In Republican Gov. Mike DeWine, Ohio has a right-to-life governor, who has said he’d sign an abortion ban. And given its legislative record, the Ohio General Assembly has a de facto right-to-life majority. At a minimum, Roe vs. Wade’s reversal would likely let Ohio’s heartbeat bill (Substitute Senate Bill 23 of 2019) take effect. It forbids an abortion if a fetal heartbeat is detectable.

It’s hard to believe, given those factors, that if a Supreme Court majority does in fact give states power to limit abortion, Ohio’s General Assembly wouldn’t be among the first to try that, stoking a donnybrook likely unprecedented in scope and anger.

Politically speaking, given Ohio’s divisions, that’d be like lighting a match near gasoline, with mass demonstrations and the like at the Statehouse, thronged committee hearings and marathon floor debates – all unfolding amid a male-dominated, still-gerrymandered, legislature in an Ohio whose population, the Census says, is 51% female.

Alito’s draft stressed that assigning a state’s full authority over abortion didn’t mean that the high court would also let the 50 states individually decide whether to obey or ignore other Supreme Court opinions. A good example: Obergefell vs. Hodges, the case, originating in Ohio, that legalized same-sex marriage nationwide. “Nothing in this [draft] opinion should be understood to cast doubt on precedents that do not concern abortion,” the Alito draft reads.

Really? There’s a word for someone who thinks that canning Roe vs. Wade (decided almost a half-century ago) wouldn’t threaten Obergefell (decided seven years ago June): Naïve.

And when, not if, the (gerrymandered) legislature acted to all-but-ban abortion in Ohio, legislators would surely strive to insulate – by some parliamentary gimmick – the in-Ohio ban from going to the ballot via voter-petitioned referendum.

That’s why pro-life as well as pro-choice voters should focus on this year’s elections for the Ohio Supreme Court, where lawsuits over any abortion-ban laws would likely end up. Of course, incumbent justices and people running for justice can’t say what stances they’d take on a post-Alito Ohio abortion ban. But cues (wink, wink) and endorsements wouldn’t be scarce.

Of course, all that assumes DeWine is reelected. He is certainly the most determined anti-abortion governor Ohio has had.
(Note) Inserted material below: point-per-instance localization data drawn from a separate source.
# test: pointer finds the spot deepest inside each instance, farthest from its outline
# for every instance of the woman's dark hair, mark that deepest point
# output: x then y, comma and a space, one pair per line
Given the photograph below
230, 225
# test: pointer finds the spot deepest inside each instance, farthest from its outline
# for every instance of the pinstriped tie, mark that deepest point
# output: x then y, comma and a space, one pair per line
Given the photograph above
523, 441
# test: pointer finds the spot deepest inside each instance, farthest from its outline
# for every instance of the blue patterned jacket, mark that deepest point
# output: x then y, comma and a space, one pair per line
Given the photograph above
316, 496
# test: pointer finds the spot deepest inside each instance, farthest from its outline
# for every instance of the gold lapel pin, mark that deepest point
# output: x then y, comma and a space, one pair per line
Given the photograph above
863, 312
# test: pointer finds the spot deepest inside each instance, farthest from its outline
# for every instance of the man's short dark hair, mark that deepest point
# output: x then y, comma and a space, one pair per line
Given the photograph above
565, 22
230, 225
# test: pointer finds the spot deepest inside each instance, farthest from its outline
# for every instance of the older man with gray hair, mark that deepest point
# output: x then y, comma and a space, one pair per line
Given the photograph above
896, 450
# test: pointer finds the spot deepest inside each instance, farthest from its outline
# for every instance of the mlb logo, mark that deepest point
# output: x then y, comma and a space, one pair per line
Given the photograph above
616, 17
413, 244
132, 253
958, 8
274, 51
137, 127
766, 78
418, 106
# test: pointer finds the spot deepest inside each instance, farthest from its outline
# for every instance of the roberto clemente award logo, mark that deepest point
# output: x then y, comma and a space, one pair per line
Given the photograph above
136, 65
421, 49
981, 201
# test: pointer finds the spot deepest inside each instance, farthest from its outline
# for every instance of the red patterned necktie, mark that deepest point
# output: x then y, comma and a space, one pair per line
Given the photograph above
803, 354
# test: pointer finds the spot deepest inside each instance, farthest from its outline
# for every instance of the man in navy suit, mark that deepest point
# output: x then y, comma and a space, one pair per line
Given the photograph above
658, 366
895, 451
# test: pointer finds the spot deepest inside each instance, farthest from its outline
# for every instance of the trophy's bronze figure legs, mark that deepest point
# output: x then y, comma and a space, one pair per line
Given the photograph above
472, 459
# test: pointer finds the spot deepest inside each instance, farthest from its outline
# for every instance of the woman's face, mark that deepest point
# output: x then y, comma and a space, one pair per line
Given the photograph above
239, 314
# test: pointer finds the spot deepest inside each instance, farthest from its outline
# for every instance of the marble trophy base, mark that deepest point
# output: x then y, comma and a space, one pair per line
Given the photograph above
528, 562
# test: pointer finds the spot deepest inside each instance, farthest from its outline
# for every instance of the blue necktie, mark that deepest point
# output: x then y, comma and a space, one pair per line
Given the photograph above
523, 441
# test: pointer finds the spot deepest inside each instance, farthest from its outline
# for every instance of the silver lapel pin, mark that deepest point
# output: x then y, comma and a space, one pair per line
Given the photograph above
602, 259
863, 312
Be it noted, though, that former Dayton Mayor Nan Whaley, whom Democrats nominated on Tuesday to challenge DeWine, is 100% pro-choice, which could make of November’s gubernatorial election a kind of Ohio referendum on abortion, if the U.S. Supreme Court does overturn Roe, whether wholly, as the Alito draft would have it, or partially, in a compromise Chief Justice John Roberts is said to seek.

Especially if the court opts for Alito’s draft, or something close, fasten your seat belts, Ohioans: Your ride to November will be bumpy.

Thomas Suddes is an adjunct assistant professor at Ohio University and the former Statehouse reporter for The (Cleveland) Plain Dealer.